Linux Prepares For AMD Servers With Aldebaran GPU Nodes Sporting HBM2
These new heterogeneous AMD system details were revealed today as part of a set of patches prepping the AMD64 EDAC (Error Detection And Correction) kernel driver code for non-CPU nodes. The AMD64 EDAC driver is for traditionally dealing with and correcting system DRAM ECC errors while now being extended to GPU node memory accessible from the CPUs via the xGMI high-speed interconnect.
The public patches note that there will be systems with GPU nodes connected via xGMI links and the GPU dies have HBM2 memory. The patches go on to confirm those nodes as being Aldebaran, the codename for a next-gen AMD CDNA GPU/accelerator that saw initial kernel driver support in Linux 5.13 and continues seeing more open-source driver work around it. Aldebaran is the apparent successor to MI100 "Arcturus" and thus presumably will debut as something along the lines of the AMD Instinct MI200.
These patches published a short time ago note that Aldebaran has two dies (further confirming Aldebaran as an MCM design) with each having four unified memory controllers (UMCs). Each unified memory controller manages eight memory channels that each are connected to 2GB of HBM2 (or HBM2E) memory.

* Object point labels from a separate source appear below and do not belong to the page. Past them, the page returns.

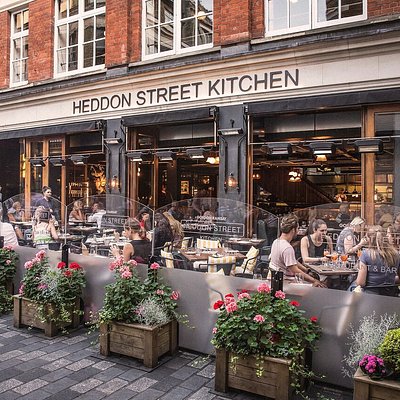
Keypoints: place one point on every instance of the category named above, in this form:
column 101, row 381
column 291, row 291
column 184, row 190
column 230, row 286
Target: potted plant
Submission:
column 260, row 340
column 8, row 263
column 374, row 358
column 138, row 319
column 49, row 298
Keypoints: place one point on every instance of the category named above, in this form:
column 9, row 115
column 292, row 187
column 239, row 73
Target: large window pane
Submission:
column 166, row 37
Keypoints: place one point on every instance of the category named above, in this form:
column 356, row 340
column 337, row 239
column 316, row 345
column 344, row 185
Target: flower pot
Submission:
column 366, row 388
column 241, row 374
column 26, row 314
column 144, row 342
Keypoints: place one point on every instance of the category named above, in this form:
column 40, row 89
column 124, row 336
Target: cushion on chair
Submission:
column 168, row 259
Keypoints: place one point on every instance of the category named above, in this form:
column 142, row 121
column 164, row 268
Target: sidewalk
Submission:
column 70, row 367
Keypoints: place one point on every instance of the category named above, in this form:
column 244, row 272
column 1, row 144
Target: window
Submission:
column 19, row 47
column 80, row 35
column 284, row 16
column 175, row 26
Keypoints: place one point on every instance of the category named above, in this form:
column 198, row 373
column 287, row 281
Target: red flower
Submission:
column 74, row 266
column 218, row 304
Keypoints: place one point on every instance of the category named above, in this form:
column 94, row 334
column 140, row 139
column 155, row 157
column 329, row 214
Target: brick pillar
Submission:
column 231, row 21
column 4, row 49
column 41, row 40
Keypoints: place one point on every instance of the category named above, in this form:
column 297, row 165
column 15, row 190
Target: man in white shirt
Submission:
column 7, row 231
column 282, row 256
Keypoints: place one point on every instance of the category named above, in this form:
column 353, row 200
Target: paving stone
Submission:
column 184, row 372
column 103, row 365
column 112, row 386
column 9, row 384
column 86, row 385
column 177, row 394
column 60, row 385
column 207, row 372
column 30, row 386
column 195, row 382
column 76, row 366
column 149, row 394
column 202, row 394
column 142, row 384
column 60, row 363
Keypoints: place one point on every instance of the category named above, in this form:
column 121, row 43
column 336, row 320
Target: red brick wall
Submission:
column 4, row 49
column 257, row 18
column 41, row 34
column 231, row 21
column 377, row 8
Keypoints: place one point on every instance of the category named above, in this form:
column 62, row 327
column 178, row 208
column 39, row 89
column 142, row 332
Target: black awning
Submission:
column 326, row 101
column 87, row 126
column 187, row 115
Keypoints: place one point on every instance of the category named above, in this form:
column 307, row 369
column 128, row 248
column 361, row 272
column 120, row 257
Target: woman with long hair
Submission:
column 379, row 263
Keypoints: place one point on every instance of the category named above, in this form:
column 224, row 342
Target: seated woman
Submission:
column 76, row 215
column 379, row 263
column 44, row 230
column 313, row 245
column 139, row 248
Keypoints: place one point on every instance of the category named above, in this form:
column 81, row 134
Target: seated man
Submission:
column 282, row 256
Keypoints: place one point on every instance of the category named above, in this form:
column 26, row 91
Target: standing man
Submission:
column 282, row 256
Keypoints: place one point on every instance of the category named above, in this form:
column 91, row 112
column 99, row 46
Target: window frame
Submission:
column 177, row 48
column 313, row 22
column 80, row 17
column 14, row 36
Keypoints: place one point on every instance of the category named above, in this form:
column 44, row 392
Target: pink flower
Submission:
column 41, row 254
column 21, row 289
column 175, row 295
column 231, row 307
column 259, row 318
column 263, row 288
column 28, row 265
column 279, row 294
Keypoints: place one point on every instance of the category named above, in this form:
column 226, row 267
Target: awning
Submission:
column 87, row 126
column 326, row 101
column 178, row 116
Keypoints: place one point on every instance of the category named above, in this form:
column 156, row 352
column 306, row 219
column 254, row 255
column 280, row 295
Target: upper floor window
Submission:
column 284, row 16
column 80, row 35
column 174, row 26
column 19, row 47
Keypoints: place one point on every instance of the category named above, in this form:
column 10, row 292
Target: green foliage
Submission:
column 129, row 300
column 262, row 325
column 58, row 287
column 390, row 349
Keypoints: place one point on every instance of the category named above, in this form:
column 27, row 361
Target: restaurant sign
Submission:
column 188, row 91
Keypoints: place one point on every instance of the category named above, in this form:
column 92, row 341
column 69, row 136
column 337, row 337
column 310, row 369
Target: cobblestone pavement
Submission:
column 35, row 367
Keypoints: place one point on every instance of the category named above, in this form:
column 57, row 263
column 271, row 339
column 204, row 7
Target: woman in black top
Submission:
column 313, row 245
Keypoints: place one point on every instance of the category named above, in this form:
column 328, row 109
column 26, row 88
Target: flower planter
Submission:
column 144, row 342
column 366, row 388
column 274, row 382
column 26, row 314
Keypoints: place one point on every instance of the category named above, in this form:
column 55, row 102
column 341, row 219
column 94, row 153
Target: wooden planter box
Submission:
column 274, row 383
column 366, row 388
column 25, row 314
column 144, row 342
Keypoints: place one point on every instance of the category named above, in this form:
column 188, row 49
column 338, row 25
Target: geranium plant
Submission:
column 58, row 287
column 262, row 324
column 8, row 264
column 129, row 300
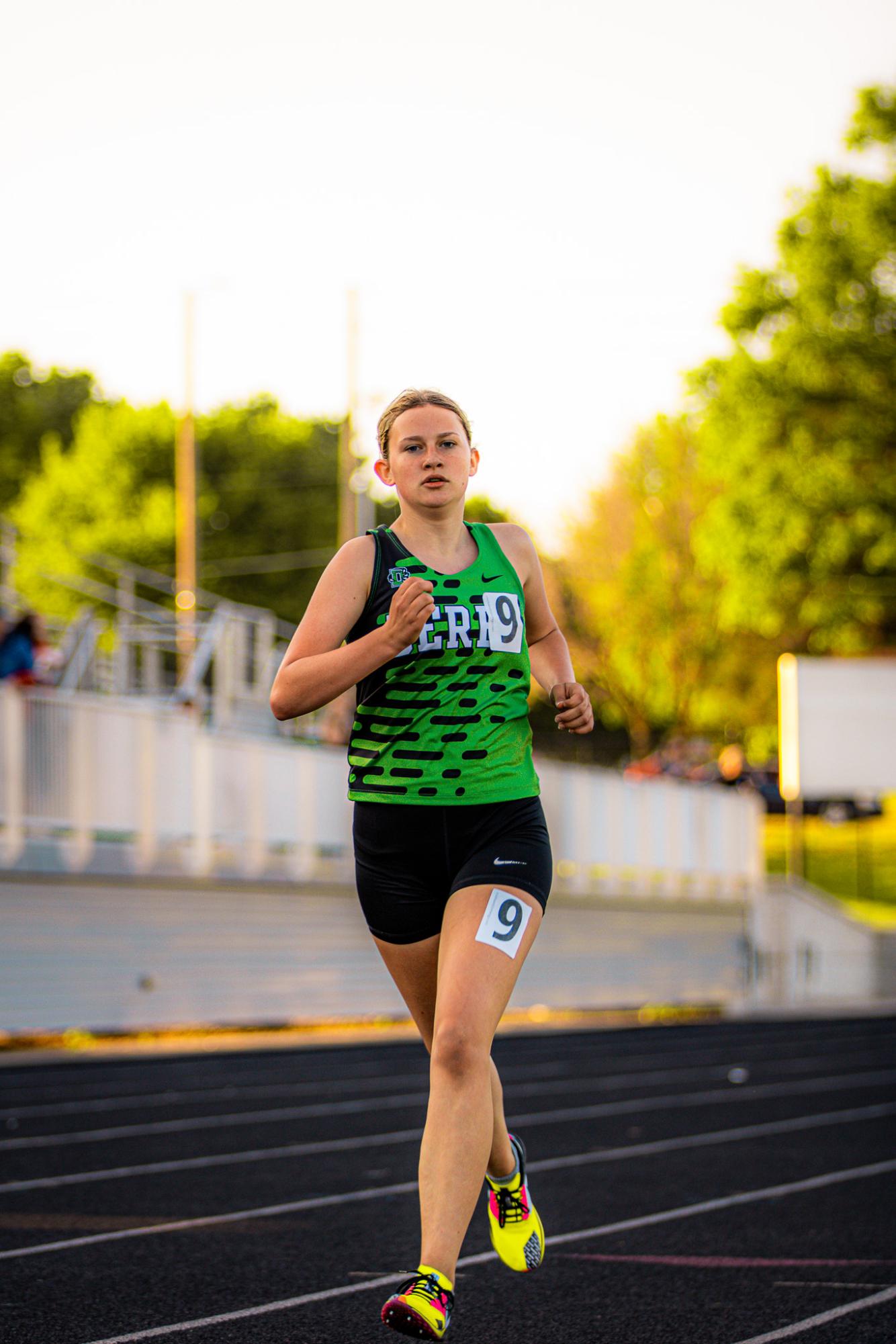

The seven patches posted prepare the EDAC memory driver for the notion of connected non-CPU nodes, recognizing the HBM Gen2 memory type, address translation on Data Fabric version 3.5, and related plumbing. Getting this Linux support squared away timely is being driven by the dominance of Linux in the HPC space and especially with AMD's increasing supercomputer design wins. Most notably Aldebaran and in turn this Linux code is likely what we are to see within the upcoming Frontier exascale supercomputer where it has been mentioned already to have the coherent interconnect between the EPYC CPUs and Radeon Instinct GPUs.
Given the timing of these patches with the Linux 5.14 merge window already open, these amd64_edac additions will likely land for Linux 5.15 unless drawn out by an extended review process.